敷地は、住宅と町工場が混在する都内の密集市街地の中にある。
約18坪の狭小敷地で、庭も作れないほど密集した都内の典型的な立地条件であり、周囲には、同じような状況下に詰め建てられた、閉め切ったカーテンのある小さな窓が設けられた閉鎖的な住宅が立ち並んでいる。
当敷地は、南側は隣地建物が建ち迫り、北側だけは大きな駐車場があり視界が開けている。
あまり良いとは言えない採光条件の中、周囲の住宅のような閉鎖的な空間ではなく、プライバシーを守りつつ、効率的に採光をとり、且つ開放的な内部空間となる窓をとることにした。季節の移ろいを感じられる、伸びやかな窓。

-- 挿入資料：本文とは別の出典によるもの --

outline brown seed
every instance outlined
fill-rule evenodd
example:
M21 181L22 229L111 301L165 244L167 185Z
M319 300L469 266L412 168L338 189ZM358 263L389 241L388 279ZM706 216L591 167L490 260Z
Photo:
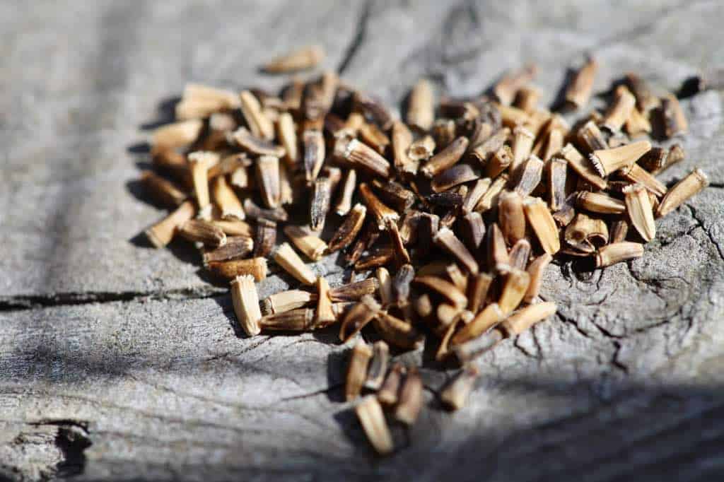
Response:
M235 259L229 261L212 261L207 265L209 270L227 279L251 274L258 282L266 277L266 258Z
M468 148L469 141L467 138L460 137L450 145L435 154L422 166L421 171L427 177L433 177L445 169L454 166Z
M505 238L497 223L493 223L488 230L487 254L489 269L498 272L508 271L510 269Z
M505 105L509 105L515 98L515 94L535 78L538 69L534 64L509 72L498 81L493 88L493 93L497 99Z
M251 133L267 140L274 139L274 124L262 111L258 99L249 90L243 90L239 98L241 113Z
M555 314L557 307L555 303L544 302L529 305L518 310L500 324L508 337L521 334L531 326Z
M364 169L374 176L387 179L390 177L390 163L372 148L357 139L337 139L334 155L346 160L353 167Z
M329 212L332 198L332 182L329 177L319 177L314 181L310 208L309 226L312 231L319 232L324 229L324 221Z
M249 275L236 276L231 282L231 297L236 319L244 332L249 337L258 335L261 331L259 327L261 312L254 277Z
M382 182L376 179L372 180L372 185L385 203L400 213L406 211L415 202L415 193L405 189L399 182L390 180Z
M616 88L613 103L606 111L603 118L603 127L611 132L618 132L621 126L631 117L636 107L636 98L625 85Z
M620 214L626 210L626 205L615 198L601 193L581 191L576 196L576 204L581 209L602 214Z
M382 307L371 296L363 296L342 318L340 325L340 339L345 343L352 339L382 309Z
M689 124L675 96L668 94L661 99L661 111L663 114L664 133L668 138L686 133Z
M367 208L358 203L352 211L345 218L344 222L340 226L334 235L329 240L327 248L329 253L334 253L347 248L354 241L364 224Z
M203 219L189 219L178 228L178 234L192 242L202 242L210 249L227 243L226 234L212 223Z
M157 149L185 147L198 138L203 127L199 119L167 124L153 131L151 143Z
M357 172L354 169L348 169L345 181L342 185L340 198L337 201L335 211L340 216L347 214L352 207L352 197L357 187Z
M594 152L605 151L597 151ZM606 189L608 187L608 182L602 177L605 176L606 174L599 176L594 166L588 162L572 144L568 143L563 146L563 148L560 150L560 153L568 161L568 166L573 172L586 182L600 190Z
M576 109L581 109L588 103L593 91L593 81L598 70L598 63L589 57L586 63L573 75L565 90L565 101Z
M530 282L528 284L528 289L526 290L526 295L523 297L524 303L532 303L537 297L540 292L541 284L543 282L543 272L552 259L552 256L547 253L544 253L531 261L528 266L527 271L530 276Z
M484 310L476 316L472 321L465 325L459 331L452 336L451 345L458 345L485 333L491 327L495 326L503 319L505 313L500 310L497 303L488 305Z
M370 390L379 390L387 373L390 347L383 340L379 340L372 345L372 360L369 363L364 387Z
M666 216L708 185L709 177L700 169L695 169L666 193L657 209L657 217Z
M429 130L435 119L433 102L432 84L426 79L421 79L410 93L407 123L421 130Z
M240 259L251 253L253 249L253 240L247 236L229 236L227 242L223 246L214 250L203 251L203 263L207 264L211 261L228 261L232 259Z
M488 190L485 191L485 194L480 198L480 200L478 201L478 204L475 206L473 211L478 213L484 213L489 211L494 206L497 206L498 197L500 195L502 190L505 188L508 179L508 175L505 173L496 177L495 180L490 185Z
M605 177L622 167L633 164L650 149L651 143L648 140L639 140L621 147L594 151L589 158L596 171L601 176ZM568 162L571 162L571 159L568 159Z
M515 191L504 191L498 198L498 223L510 245L526 235L526 215L523 198Z
M188 194L177 187L173 182L153 171L141 172L140 180L143 183L144 190L164 206L178 206L188 197Z
M283 208L278 207L274 209L262 209L256 206L249 198L244 200L244 212L246 213L247 217L252 219L261 219L264 218L270 221L276 221L277 222L285 222L289 218L289 215L287 214L287 211Z
M359 191L362 195L362 200L376 219L379 229L384 229L389 221L397 222L400 219L400 215L383 204L366 182L360 184Z
M596 253L596 267L605 268L612 264L644 255L644 245L624 241L606 245Z
M514 182L515 191L521 196L532 193L541 182L544 165L535 154L531 154L518 169L518 177Z
M466 365L440 392L440 399L451 410L460 410L467 402L479 376L480 371L476 366Z
M395 449L392 436L390 433L384 413L379 402L374 396L364 397L355 407L357 418L362 424L362 428L369 443L382 455L386 455Z
M246 127L239 127L229 135L230 143L256 156L284 157L287 150L281 145L256 137Z
M433 242L452 255L468 273L473 275L478 274L478 263L475 261L475 258L451 230L446 227L439 229Z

2・3階に設けたLDKと子供部屋はとても明るくして欲しいという施主の要望から、視界が開けている北側を吹き抜けとし、通常はテラスへの掃きだし窓として使われる大きめのワイドサッシを吹き抜けの二層にまたがるような「腰窓」として設けた。それにより、吹き抜けを介して上階の子供部屋への採光もとれる上、外を歩いている人からの視線を遮ることができる。また、開口を二層にまたがる縦長の大きな片引き窓にすることにより、室内の意識が自然と上方へ向かい、カーテンを閉めずとも外からの視線を気にせずに、常に空を感じられる開放的なリビングとなっている。
一方、個室の多い1階の窓はプライバシーを守る為すべてハイサイドとし、道路側の窓には、FRP製グレーチングを設置している。防犯上の機能だけでなく、翡翠色の帯が小豆色の外観の補色としてアクセントとなっている。

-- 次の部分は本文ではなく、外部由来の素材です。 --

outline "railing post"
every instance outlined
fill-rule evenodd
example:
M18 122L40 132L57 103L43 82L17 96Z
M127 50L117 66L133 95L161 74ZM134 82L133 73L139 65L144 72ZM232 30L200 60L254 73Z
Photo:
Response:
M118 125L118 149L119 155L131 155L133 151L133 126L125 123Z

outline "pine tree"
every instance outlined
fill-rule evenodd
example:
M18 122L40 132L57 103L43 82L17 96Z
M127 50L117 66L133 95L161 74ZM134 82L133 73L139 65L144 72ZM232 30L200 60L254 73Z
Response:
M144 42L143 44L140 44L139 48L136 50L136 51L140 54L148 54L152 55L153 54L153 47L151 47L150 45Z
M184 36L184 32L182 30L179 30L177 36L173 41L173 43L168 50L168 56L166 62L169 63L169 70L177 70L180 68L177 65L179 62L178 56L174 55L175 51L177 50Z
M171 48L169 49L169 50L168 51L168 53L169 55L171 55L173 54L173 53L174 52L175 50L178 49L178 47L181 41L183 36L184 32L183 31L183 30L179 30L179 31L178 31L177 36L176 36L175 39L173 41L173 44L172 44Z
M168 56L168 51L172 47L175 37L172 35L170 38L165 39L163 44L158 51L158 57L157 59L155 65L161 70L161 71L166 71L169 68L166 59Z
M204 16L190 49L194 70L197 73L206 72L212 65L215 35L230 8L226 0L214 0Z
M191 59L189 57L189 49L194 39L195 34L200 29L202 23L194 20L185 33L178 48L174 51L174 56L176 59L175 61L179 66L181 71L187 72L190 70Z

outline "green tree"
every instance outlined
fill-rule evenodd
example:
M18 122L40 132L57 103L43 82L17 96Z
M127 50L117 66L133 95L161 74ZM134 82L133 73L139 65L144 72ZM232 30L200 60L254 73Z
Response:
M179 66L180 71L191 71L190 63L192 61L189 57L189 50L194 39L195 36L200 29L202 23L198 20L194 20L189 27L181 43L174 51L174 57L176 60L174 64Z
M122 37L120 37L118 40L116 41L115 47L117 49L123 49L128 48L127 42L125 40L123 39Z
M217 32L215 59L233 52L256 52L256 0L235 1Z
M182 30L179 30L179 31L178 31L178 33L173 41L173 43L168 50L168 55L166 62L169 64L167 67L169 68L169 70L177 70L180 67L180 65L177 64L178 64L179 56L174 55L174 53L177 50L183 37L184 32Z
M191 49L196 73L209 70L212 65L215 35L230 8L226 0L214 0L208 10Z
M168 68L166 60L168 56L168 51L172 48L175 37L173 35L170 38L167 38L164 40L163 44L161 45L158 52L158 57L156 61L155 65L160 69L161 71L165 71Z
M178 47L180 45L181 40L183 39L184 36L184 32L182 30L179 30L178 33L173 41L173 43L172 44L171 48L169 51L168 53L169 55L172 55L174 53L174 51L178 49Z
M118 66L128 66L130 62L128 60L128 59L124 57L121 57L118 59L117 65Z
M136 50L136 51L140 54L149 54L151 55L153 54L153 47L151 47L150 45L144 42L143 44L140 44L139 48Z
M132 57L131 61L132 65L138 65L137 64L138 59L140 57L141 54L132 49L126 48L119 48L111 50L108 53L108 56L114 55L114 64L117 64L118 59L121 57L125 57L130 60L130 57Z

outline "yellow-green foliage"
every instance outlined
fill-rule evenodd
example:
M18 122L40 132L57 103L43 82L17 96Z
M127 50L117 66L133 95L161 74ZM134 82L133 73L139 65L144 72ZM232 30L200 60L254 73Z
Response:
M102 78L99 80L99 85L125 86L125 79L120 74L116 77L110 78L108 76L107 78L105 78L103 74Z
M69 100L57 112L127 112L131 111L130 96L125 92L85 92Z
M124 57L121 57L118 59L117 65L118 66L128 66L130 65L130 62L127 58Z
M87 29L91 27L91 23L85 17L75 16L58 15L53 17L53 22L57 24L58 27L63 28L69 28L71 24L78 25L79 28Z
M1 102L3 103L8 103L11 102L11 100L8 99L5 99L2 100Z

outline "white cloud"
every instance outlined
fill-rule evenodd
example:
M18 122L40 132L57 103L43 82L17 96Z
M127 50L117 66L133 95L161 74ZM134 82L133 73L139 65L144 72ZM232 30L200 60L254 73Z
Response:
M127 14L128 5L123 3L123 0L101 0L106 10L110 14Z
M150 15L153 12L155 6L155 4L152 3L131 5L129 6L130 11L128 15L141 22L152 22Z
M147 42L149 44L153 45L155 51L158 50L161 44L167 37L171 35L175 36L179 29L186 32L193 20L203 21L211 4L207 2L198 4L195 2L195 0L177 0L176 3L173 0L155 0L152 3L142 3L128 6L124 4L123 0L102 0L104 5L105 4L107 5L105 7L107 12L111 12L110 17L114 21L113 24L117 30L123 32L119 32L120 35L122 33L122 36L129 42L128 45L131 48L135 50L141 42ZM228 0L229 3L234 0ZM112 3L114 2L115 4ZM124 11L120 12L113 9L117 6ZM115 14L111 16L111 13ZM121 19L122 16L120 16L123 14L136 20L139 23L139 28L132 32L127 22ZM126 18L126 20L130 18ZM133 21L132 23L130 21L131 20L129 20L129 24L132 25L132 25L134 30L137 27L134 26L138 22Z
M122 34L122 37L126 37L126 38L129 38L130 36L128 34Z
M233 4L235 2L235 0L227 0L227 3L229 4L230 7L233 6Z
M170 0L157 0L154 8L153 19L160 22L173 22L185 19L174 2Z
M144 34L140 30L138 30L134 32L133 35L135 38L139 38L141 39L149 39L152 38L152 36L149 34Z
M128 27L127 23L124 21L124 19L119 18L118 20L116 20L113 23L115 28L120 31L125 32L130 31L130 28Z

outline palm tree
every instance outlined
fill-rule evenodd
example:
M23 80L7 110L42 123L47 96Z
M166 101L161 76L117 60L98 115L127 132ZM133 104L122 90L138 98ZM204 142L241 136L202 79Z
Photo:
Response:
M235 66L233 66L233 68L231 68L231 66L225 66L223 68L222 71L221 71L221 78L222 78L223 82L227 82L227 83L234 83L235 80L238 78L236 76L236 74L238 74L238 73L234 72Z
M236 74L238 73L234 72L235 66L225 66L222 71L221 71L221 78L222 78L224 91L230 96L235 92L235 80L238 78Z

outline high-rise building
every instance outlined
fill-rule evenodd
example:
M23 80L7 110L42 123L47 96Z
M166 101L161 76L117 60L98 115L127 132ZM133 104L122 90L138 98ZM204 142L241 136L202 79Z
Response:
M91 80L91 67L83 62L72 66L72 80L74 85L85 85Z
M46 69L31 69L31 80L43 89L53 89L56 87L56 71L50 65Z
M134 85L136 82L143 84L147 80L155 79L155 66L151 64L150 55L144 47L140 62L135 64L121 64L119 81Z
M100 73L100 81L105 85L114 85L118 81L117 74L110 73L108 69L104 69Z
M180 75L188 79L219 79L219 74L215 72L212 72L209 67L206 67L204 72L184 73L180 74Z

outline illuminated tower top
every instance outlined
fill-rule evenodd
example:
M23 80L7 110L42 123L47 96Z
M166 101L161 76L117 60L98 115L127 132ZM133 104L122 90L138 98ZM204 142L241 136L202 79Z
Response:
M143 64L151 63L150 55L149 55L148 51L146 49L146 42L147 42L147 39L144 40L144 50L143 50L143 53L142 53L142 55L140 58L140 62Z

古来日本の住宅では、北側の窓は裏側としての扱いが多い。
しかし、寺社建築に見られる鑑賞用の庭とは意図的に建物の北側に作られることが多く、実際、南側の窓より北側の窓から見る景色のほうが綺麗に見えると言われてる。南側から日は差し、木々や草花はその方向に向かって成長するため、北側の窓からは、木々の生長している表側の顔を正面に鑑賞することができるのである。
北窓には、季節の移り変わりを日々の生活の中で感じてもらいたい、そんな思いが込められている。